After years of steadily rising earnings, Hechinger ran into a buzz saw in the fiscal year that ended last January, with profits down 32 percent, even though sales were up 21 percent. There were various culprits, including a reorganization of the way Hechinger ordered and organized its goods, the creation of the new Home Quarters warehouse concept stores in the Boston market and some unfavorable weather for outdoor work.

For the fiscal year, ending next January, Gassman is looking for profits to rise 7.6 percent on sales growth of 17 percent.

However, the big growth should come in the following year, ending January 1992, Gassman believes, and he foresees a 37 percent leap in profits on a 24 percent rise in sales.

In the short term, however, Gassman said, Hechinger will face a soft retail market, along with several potential problems associated with the development of the Home Quarters stores.

Gassman noted that Hechinger shares, which closed at $8.25 Friday, are selling well below the company's $11.26 book value per share.

That fact, Gassman said, "should protect {the shares} from significant near-term downside price risk. Further," he said, "based on our projected sales and earnings growth rates for the next three years, Hechinger shares are conservatively priced, in our opinion."

For investors interested in stocks in this region, there is a new quarterly report called the "Mid-Atlantic Review," which is prepared by analyst Michael L. Mead, a vice president at Legg Mason and Co. in Baltimore. Mead came to Legg Mason from Scott & Stringfellow in Richmond.

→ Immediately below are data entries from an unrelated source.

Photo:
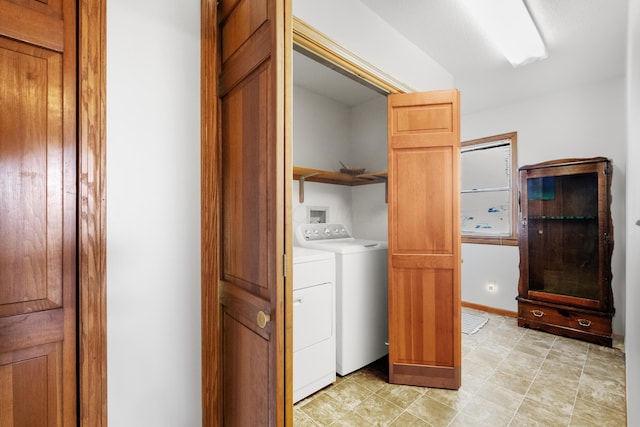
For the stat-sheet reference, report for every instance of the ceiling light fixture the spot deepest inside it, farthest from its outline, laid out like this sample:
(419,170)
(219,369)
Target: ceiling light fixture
(508,24)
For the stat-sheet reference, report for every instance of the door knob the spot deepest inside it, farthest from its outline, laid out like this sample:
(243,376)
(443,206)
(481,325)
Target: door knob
(263,319)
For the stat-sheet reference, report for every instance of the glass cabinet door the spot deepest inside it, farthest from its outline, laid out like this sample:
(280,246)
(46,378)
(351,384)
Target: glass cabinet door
(563,235)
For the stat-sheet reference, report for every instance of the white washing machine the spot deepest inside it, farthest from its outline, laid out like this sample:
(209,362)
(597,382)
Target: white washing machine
(314,321)
(361,293)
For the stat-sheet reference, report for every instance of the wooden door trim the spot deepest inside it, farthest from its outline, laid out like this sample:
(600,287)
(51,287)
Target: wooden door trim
(312,42)
(209,207)
(92,286)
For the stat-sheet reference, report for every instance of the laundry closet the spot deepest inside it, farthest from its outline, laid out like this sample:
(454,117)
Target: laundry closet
(338,124)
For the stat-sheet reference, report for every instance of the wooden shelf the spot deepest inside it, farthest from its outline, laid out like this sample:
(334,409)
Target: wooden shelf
(327,177)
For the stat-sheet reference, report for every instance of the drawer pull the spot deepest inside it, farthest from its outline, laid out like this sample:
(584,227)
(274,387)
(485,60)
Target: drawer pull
(584,322)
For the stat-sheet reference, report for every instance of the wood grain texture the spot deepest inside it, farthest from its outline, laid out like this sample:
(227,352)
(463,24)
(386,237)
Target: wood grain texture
(92,358)
(209,199)
(249,199)
(38,150)
(424,239)
(566,242)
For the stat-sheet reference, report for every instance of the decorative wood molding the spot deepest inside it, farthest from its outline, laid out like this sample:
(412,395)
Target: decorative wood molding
(209,170)
(312,42)
(92,320)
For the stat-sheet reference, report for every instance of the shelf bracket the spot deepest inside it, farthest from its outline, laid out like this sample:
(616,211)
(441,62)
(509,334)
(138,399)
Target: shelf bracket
(301,186)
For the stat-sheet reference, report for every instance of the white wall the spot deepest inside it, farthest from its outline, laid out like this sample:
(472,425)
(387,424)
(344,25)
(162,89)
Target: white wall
(153,213)
(632,337)
(321,131)
(582,122)
(326,132)
(356,28)
(369,147)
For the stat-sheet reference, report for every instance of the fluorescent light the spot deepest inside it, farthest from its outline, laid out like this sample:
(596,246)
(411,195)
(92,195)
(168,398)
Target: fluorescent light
(508,24)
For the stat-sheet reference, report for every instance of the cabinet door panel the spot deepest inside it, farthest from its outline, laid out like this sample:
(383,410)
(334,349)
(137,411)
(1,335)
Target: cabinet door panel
(424,239)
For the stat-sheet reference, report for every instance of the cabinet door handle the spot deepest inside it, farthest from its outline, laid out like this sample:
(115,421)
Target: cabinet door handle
(584,322)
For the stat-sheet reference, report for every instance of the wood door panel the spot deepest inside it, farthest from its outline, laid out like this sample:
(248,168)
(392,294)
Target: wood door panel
(31,221)
(422,194)
(38,188)
(250,274)
(423,301)
(241,24)
(247,173)
(31,386)
(424,239)
(423,118)
(245,362)
(33,22)
(27,330)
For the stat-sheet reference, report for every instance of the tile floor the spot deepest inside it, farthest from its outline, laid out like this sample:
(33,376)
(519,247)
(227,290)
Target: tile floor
(511,376)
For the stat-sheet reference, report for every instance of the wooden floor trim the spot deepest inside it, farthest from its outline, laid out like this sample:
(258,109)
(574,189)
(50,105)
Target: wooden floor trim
(488,309)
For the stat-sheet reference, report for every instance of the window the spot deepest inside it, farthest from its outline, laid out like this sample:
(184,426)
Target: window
(489,190)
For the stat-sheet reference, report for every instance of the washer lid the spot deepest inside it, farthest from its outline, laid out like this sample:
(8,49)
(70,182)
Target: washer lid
(308,255)
(347,245)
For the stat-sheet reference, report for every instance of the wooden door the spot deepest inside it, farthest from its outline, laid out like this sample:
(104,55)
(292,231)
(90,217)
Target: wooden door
(424,239)
(252,39)
(37,213)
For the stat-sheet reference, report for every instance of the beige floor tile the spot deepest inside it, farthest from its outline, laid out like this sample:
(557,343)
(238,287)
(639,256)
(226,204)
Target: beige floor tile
(351,419)
(400,395)
(349,393)
(520,420)
(378,411)
(557,400)
(432,411)
(482,412)
(514,383)
(300,419)
(407,420)
(502,397)
(324,409)
(456,399)
(586,413)
(369,379)
(511,376)
(542,413)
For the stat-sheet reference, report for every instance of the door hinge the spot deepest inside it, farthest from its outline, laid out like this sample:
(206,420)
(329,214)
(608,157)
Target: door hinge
(284,265)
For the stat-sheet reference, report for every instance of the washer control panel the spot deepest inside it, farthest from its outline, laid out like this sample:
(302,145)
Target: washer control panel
(313,232)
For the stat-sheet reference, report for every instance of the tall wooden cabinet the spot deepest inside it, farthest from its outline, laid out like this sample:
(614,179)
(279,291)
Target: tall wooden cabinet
(566,241)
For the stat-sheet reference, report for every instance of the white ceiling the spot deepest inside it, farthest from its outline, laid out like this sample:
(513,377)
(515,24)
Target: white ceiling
(585,39)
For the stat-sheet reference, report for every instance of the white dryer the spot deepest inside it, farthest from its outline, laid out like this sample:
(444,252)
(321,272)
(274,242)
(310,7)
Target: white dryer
(314,317)
(361,293)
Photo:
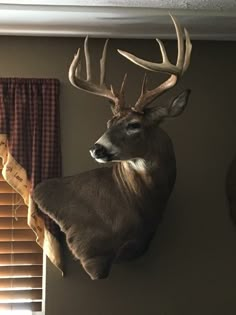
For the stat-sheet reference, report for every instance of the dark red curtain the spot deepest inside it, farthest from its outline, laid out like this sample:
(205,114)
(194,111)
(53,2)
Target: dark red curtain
(30,119)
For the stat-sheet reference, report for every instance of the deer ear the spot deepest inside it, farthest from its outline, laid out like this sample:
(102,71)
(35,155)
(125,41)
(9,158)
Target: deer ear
(175,108)
(178,104)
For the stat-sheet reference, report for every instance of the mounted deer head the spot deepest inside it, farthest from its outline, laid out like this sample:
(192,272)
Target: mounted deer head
(110,214)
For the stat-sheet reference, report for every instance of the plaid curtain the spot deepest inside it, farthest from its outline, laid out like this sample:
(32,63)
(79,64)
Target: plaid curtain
(30,147)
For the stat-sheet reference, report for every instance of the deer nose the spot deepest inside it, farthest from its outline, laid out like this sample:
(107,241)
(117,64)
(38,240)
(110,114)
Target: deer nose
(98,151)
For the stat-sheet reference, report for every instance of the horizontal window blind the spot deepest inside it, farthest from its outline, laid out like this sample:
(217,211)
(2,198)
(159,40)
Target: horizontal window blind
(21,258)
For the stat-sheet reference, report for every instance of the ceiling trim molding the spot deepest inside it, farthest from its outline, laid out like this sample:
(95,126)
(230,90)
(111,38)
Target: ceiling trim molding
(114,22)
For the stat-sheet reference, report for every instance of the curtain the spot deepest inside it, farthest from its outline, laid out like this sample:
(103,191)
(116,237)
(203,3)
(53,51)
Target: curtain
(30,148)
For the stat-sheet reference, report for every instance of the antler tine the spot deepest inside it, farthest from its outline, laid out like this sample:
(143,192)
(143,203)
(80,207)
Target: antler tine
(87,85)
(176,71)
(103,63)
(188,50)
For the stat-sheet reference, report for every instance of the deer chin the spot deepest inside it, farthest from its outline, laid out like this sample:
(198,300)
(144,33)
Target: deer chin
(106,159)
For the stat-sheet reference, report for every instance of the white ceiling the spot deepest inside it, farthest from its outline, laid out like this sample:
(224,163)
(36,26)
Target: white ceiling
(205,19)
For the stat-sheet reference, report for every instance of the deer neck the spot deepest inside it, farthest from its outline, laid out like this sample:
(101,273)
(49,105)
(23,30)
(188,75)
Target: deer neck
(141,174)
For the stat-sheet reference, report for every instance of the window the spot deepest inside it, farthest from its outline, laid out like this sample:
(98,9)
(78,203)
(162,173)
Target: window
(21,258)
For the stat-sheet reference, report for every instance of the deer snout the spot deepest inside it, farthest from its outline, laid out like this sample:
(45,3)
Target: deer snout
(100,152)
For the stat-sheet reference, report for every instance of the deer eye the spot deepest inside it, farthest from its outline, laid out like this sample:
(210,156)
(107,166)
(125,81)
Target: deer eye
(133,127)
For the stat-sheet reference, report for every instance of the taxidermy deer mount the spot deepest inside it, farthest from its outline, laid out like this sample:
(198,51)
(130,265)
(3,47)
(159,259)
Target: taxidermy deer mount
(110,214)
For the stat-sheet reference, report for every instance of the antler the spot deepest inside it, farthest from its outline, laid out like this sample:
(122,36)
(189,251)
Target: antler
(87,85)
(176,71)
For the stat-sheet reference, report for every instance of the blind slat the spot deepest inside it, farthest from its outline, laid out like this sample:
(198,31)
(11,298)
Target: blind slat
(21,259)
(32,306)
(19,247)
(21,283)
(15,271)
(6,188)
(7,211)
(9,223)
(16,235)
(35,294)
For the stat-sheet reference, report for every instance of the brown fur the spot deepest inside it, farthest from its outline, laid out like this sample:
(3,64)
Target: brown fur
(110,214)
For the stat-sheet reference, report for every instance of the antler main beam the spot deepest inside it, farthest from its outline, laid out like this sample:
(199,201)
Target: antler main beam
(176,71)
(87,85)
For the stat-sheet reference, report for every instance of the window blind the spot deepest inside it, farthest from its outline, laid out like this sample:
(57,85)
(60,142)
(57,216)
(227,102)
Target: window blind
(21,257)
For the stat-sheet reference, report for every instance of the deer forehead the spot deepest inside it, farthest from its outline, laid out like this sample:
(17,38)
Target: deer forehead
(122,119)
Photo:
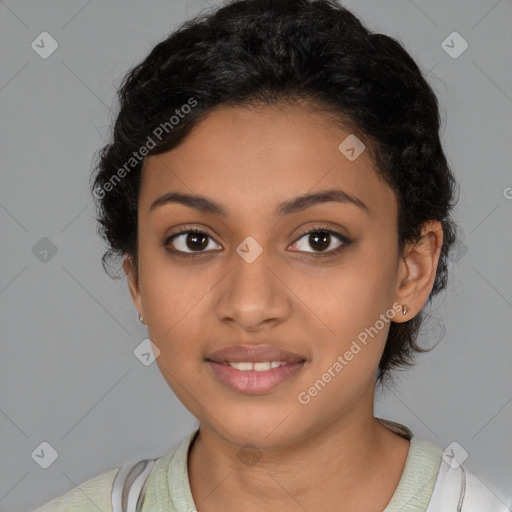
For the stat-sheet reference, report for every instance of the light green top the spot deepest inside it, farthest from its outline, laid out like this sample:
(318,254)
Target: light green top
(167,488)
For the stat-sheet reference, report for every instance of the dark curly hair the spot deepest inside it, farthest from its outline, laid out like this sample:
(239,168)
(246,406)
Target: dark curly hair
(262,52)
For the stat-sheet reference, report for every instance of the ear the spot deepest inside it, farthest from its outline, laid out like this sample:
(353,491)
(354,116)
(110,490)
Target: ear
(417,269)
(133,283)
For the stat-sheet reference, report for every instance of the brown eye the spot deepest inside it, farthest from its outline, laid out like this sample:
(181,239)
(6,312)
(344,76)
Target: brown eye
(321,240)
(189,241)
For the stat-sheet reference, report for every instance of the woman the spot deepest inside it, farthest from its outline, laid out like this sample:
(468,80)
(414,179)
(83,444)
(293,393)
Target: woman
(277,190)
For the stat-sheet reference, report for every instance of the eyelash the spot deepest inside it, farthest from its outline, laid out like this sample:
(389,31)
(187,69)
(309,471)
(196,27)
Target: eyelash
(333,252)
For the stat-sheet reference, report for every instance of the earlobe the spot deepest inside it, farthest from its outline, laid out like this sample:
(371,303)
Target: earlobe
(418,267)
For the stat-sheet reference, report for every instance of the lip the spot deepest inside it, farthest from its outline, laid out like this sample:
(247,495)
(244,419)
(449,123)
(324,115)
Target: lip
(254,354)
(252,381)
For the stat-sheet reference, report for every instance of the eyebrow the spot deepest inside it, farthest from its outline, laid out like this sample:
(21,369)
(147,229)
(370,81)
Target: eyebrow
(297,204)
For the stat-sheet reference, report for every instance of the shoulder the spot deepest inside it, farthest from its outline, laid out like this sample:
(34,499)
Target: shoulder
(92,495)
(458,488)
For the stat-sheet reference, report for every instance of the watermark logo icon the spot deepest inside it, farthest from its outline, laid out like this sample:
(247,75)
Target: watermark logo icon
(44,45)
(454,45)
(351,147)
(45,455)
(44,250)
(455,455)
(249,249)
(146,352)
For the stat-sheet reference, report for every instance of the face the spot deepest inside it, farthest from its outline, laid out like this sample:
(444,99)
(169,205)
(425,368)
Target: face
(254,278)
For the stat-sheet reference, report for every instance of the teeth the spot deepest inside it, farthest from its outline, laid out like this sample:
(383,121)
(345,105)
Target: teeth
(259,367)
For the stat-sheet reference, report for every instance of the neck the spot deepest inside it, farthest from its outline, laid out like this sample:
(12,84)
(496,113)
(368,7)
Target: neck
(353,459)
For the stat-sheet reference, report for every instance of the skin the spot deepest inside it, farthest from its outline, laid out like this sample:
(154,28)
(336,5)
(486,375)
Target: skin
(330,454)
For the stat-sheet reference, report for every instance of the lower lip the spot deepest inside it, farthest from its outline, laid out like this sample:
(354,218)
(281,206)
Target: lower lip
(253,382)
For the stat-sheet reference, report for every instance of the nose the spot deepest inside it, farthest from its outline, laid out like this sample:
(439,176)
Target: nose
(253,294)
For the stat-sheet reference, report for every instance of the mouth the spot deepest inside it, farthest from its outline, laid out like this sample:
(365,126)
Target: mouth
(256,369)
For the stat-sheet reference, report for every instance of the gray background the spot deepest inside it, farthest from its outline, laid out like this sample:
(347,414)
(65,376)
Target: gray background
(68,373)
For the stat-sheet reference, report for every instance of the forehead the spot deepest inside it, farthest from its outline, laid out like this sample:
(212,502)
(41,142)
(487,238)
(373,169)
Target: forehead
(255,158)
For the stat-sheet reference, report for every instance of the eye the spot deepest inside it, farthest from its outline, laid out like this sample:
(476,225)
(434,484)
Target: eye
(192,238)
(321,239)
(193,241)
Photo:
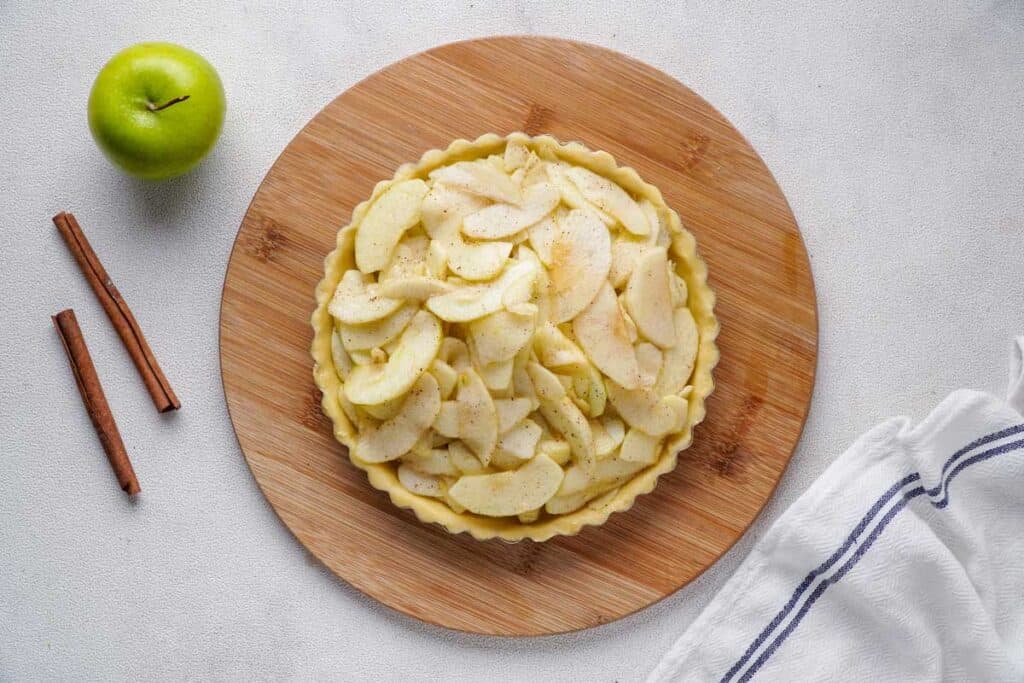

Mead's regional review covers Maryland, Virginia, the District, Pennsylvania, Delaware and North Carolina. The first issue profiles 22 companies but only one has a No. 1 rating, meaning purchase. The others are rated 2s (hold) or 3s (the stocks can be sold if funds are needed for other investments). None are rated as 4s, which means sell.

The single purchase recommendation is for United Dominion Realty Trust Inc. of Richmond, a company that specializes in buying and renovating apartment buildings.

Although it may seem unusual to recommend a real estate stock when real estate is in the doldrums, Mead notes that the 1986 tax act has caused a drop in apartment construction each year since. As a result, he said, slower apartment construction will lead to higher rents and higher future dividends on United Dominion shares.

Mead said the company, whose shares sell at $14.25 and yield 8.7 percent, should see future dividends grow at 6 percent to 8 percent a year.

Meanwhile, United Dominion is buying back up to 581,000 shares, or about 5 percent of its 11,621,000 shares. During the past 52 weeks, the price has ranged from $19 to $14.

James Dolphin, senior vice president at United Dominion, said his company's underlying assets have been estimated at between $19 and $21 a share.

Speaking of buybacks, here are two more:

Loyola Capital Corp., the Baltimore thrift, recently bought a block of 82,000 shares of its own stock for $9.75 a share from an individual investor. As of June 30, Loyola had a $28.42 a share book value, without any goodwill. The purchase was part of Loyola's buyback program, under which it purchased 200,000 of its shares last year. This year, it has bought 209,000 of 300,000 shares authorized for a second round of buybacks. Loyola had 5 million shares outstanding when the buybacks began. During the past year the stock has sold as high as $19.375.

Computer Data Systems of Rockville has authorized the repurchase of up to 200,000 shares -- about 7 percent of the 2,827,000 shares outstanding. The stock is selling at $8, having traded at between $13.87 1/2 and $7.25 in the last year.